WIKIMEDIA, NHGRIBy tweaking the CRISPR-Cas9 gene-editing machinery such that it mutates its own guide RNA loci, researchers have developed a method for cells to continuously generate their own unique barcodes. The technique, developed independently by two groups at MIT and Harvard, has been utilized in mammalian cells for molecular recording—as described this summer (August 18) in Science—and for lineage tracing, according to a paper published last week (December 5) in Nature Methods.
“It is a really cool technique . . . in the sense that you get one site that can generate a very diverse editing pattern and can start encoding more and more information,” said Aaron McKenna of the University of Washington who was not involved in either study.
Neuroscientist Edward Boyden of MIT who also did not participate in the studies agreed. “This is very exciting work, since it could help label different cells in an organism . . . so they are easy to distinguish.”
The use of the CRISPR-Cas9 gene-editing system to insert information about a cell into its own genome—be that information about the cell’s identity (a barcode), or the cell’s exposure to signaling molecules or other factors—is a growing area of innovation, said McKenna. In May, for example, McKenna and colleagues described a lineage-tracing technique that used CRISPR-Cas9 to cumulatively and irreversibly mutate an array of synthetic DNA elements in zebrafish cells.
But the amount of mutations that can be generated by the canonical CRISPR-Cas9 system—and thus, the amount of information that can be stored—is limited, McKenna said. This limitation stems from CRISPR-Cas9’s original function as a bacterial immune mechanism against invading viruses.
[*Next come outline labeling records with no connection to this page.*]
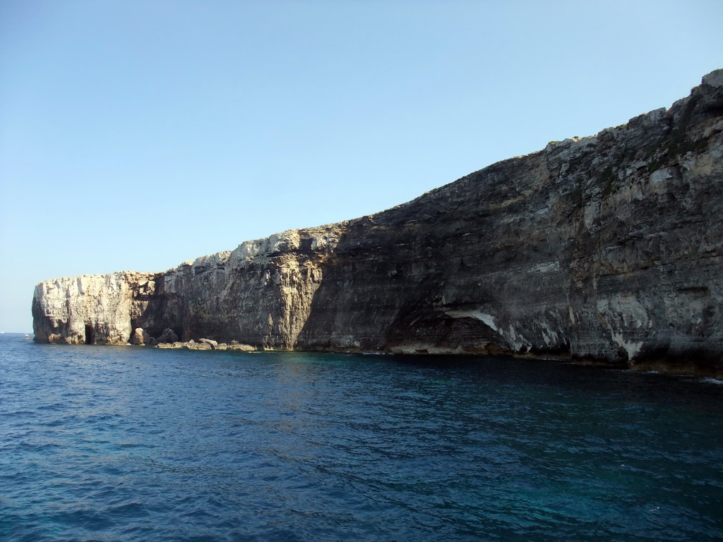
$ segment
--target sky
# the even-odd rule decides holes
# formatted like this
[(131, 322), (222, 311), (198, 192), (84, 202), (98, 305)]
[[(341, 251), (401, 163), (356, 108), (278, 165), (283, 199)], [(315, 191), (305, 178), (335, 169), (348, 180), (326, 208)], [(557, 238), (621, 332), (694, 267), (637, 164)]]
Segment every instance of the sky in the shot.
[(34, 285), (383, 210), (669, 107), (717, 0), (2, 0), (0, 330)]

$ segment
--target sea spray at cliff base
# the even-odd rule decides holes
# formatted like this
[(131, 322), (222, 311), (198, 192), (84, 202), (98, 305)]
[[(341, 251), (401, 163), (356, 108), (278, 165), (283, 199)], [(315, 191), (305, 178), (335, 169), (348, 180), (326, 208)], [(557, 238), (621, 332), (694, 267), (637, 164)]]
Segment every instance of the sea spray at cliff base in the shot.
[(723, 387), (0, 336), (0, 539), (723, 539)]
[(375, 215), (165, 272), (46, 280), (35, 339), (125, 344), (170, 329), (265, 349), (505, 353), (721, 377), (722, 158), (716, 70), (667, 110)]

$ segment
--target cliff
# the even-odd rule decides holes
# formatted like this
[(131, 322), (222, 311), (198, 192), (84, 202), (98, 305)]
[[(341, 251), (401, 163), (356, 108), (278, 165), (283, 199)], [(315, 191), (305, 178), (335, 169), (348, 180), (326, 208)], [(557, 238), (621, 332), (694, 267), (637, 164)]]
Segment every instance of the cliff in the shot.
[(723, 70), (392, 209), (35, 287), (35, 340), (555, 356), (723, 376)]

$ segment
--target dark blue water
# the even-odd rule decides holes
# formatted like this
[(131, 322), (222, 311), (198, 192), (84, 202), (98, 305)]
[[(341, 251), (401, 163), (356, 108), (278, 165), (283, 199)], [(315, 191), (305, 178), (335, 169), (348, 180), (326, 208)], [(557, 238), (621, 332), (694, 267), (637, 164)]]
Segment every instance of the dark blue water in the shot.
[(723, 385), (0, 335), (0, 539), (714, 541)]

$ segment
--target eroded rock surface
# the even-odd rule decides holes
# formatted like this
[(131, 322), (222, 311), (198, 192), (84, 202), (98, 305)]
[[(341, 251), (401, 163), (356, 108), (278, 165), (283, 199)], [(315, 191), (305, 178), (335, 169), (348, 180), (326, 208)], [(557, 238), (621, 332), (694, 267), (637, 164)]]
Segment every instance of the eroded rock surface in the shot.
[(717, 70), (668, 110), (373, 215), (165, 273), (46, 280), (35, 340), (124, 344), (138, 328), (168, 328), (254, 348), (506, 353), (723, 376), (722, 158)]

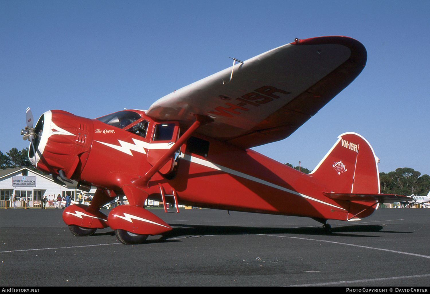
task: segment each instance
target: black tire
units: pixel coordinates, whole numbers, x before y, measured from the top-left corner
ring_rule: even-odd
[[[83,228],[76,225],[69,225],[69,230],[72,233],[77,237],[90,236],[97,230],[92,228]]]
[[[126,245],[141,244],[148,237],[147,235],[138,235],[121,229],[115,230],[115,234],[121,243]]]

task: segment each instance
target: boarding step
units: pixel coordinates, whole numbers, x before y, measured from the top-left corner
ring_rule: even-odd
[[[161,185],[159,185],[158,187],[160,188],[160,193],[161,193],[161,199],[163,200],[163,205],[164,207],[164,212],[175,212],[178,213],[179,212],[179,206],[178,204],[178,197],[176,197],[176,193],[175,192],[175,189],[173,188],[170,187],[170,190],[172,191],[172,194],[166,194],[164,191],[164,189],[163,188],[163,186]],[[176,211],[169,211],[167,210],[167,205],[166,203],[166,197],[171,197],[173,198],[173,201],[175,203],[175,206],[176,208]],[[169,202],[169,203],[171,203]]]

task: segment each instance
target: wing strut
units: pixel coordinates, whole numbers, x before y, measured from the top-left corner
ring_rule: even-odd
[[[176,142],[169,149],[164,155],[161,156],[158,161],[156,162],[152,167],[150,168],[149,170],[146,172],[145,175],[142,178],[133,181],[133,183],[138,186],[147,186],[149,180],[151,179],[153,176],[157,172],[166,164],[169,159],[173,156],[175,152],[178,150],[187,140],[193,133],[202,125],[204,125],[208,122],[213,121],[213,119],[205,115],[201,114],[194,114],[196,116],[196,121],[195,121],[191,126],[190,126],[187,131],[184,133],[181,138],[176,141]]]

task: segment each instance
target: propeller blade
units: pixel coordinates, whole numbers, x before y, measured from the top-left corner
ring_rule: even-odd
[[[25,120],[27,120],[27,126],[30,129],[33,129],[33,113],[29,107],[27,108],[25,112]]]
[[[28,141],[30,141],[31,147],[33,147],[33,153],[36,156],[36,149],[34,147],[34,144],[36,144],[36,137],[33,134],[30,134],[28,136]]]

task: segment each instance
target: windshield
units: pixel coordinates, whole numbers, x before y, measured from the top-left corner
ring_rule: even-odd
[[[99,117],[97,119],[113,126],[124,129],[140,118],[141,116],[133,111],[118,111]]]

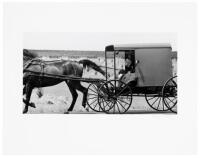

In bacteria, the Cas9 nuclease is directed against offending viruses via guide RNAs, which contain short sequence matches to the viruses. The RNAs are encoded in the bacteria’s own genome (following previous encounters with the virus), but are protected from Cas9 attack themselves because they lack specific DNA sequences—present in the viral genomes—that are necessary for Cas9 recognition. These virus-identifier sequences are called protospacer adjacent motifs (PAMs).
When using the CRISPR-Cas9 system for generating mutations in eukaryotic cells, then, the number of possible mutations is limited by the guide RNAs themselves. After a few mutations to the target elements, the guide RNAs no longer have sufficient sequence homology to be able to direct Cas9 effectively.
To increase the information storage capacity of the CRISPR-Cas9 system, two teams—one led by MIT’s Tim Lu, the other by Harvard’s George Church—came up with the same solution: include a PAM sequence in the guide RNA loci to enable self-editing.
“Every time a mutation is introduced into that locus, basically, a new guide RNA is generated that can keep targeting itself,” explained Lu.
Lu’s team has used its “self-targeting” CRISPR system to create inflammation-recording cells, which initiate self-directed mutagenesis of guide RNA loci in response to inflammatory signals in mice. Church’s team, meanwhile, has used its “homing” system to trace cell lineages in culture.
The homing guide RNA system “generates eight to ten times more diversity in its locus than a canonical guide RNA creates in its target,” said coauthor Reza Kalhor, a researcher in Church’s lab. However, the recording capacity is not endless. “A lot of the mutations [generated by CRISPR] tend to be deletions,” he explained, so after series of mutations, the matching RNA sequence—only 20 nucleotides or so to begin with—becomes too small to function. “It basically ends up shooting itself in the foot,” said Kalhor.
“There is more work in the future, for sure, to evolve these techniques” said McKenna. Meantime, he added, these papers “demonstrate the breadth of what’s possible using CRISPR.”
R. Kalhor et al., “Rapidly evolving homing CRISPRbarcodes,” Nature Methods, doi:10.1038/nmeth.4108, 2016.
S.D. Perli et al., “Continuous genetic recording with self-targeting CRISPR-Cas in human cells,” Science, doi: 10.1126/science.aag0511, 2016.